MTV this week launched a channel of streaming video at its MTV.com Web site called MTV Overdrive, featuring video segments shorter than the usual half-hour MTV cable shows, from 2 to 15 minutes long.
Former vice president Al Gore chairs a new company that hopes to launch a cable channel called Current ( http://www.current.tv/) on Aug. 1 with a heavy Internet emphasis.
Current is already inviting audience participation by letting Internet users submit videos that viewers will eventually be able to watch and rate.
In addition to professionally produced videos aimed at young people, Current plans to air many user-created videos and will display data from Google about what people are searching for online.
The big challenges facing Internet TV ventures, of course, will be how to attract quality content and find the right audience.
Who wants to watch a TV show about a man afraid to use public restrooms?
How about a video blog of your neighbors eating breakfast?
If there are audiences for such shows, how will the producers of such fare find them?
"It is a classic chicken-and-egg thing," said Josh Bernoff, a Forrester analyst.
"If they get the content, people will come and use it.
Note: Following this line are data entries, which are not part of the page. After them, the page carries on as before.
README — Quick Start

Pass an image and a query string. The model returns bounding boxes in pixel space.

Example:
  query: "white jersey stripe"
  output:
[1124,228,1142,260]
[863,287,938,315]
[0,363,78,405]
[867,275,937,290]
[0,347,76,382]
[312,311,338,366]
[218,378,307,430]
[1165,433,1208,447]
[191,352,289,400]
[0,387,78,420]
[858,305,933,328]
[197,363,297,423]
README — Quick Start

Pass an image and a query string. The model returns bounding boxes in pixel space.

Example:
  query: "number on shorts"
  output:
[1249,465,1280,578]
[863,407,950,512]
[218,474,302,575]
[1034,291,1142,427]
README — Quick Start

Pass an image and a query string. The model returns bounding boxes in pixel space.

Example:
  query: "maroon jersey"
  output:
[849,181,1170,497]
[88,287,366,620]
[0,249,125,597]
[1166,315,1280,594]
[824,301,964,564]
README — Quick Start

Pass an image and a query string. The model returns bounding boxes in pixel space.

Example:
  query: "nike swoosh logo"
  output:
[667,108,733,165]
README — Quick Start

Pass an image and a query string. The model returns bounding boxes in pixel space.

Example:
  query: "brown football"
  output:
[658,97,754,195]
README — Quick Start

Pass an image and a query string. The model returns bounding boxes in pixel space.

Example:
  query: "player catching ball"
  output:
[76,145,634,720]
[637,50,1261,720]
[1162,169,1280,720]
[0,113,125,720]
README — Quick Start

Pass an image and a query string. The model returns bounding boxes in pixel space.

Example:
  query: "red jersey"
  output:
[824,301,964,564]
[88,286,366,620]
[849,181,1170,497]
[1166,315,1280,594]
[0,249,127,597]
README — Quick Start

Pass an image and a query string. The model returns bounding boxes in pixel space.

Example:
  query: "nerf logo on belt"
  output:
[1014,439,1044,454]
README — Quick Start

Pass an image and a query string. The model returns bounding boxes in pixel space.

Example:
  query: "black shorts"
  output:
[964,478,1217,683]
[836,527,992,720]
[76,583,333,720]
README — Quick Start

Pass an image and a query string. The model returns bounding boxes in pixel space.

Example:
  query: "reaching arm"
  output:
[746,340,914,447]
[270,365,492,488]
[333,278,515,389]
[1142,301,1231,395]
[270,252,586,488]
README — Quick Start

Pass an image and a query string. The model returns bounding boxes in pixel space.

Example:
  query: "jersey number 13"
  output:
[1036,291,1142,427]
And if people come and use it, then folks will want to make their content available on the system."
Already, Google and Yahoo, the Web's top search engines, are trying to match Internet videos with viewers.
Both recently rolled out trial video search engines that attempt to index the millions of video files published across the Web and show still images from them.
This month Google went further, announcing plans to host video files on its computers, potentially laying the groundwork for its own Internet TV network.
Maybe I can become a star on Google TV and retire one day, watched by billions who share, say, my acute fear of going to work.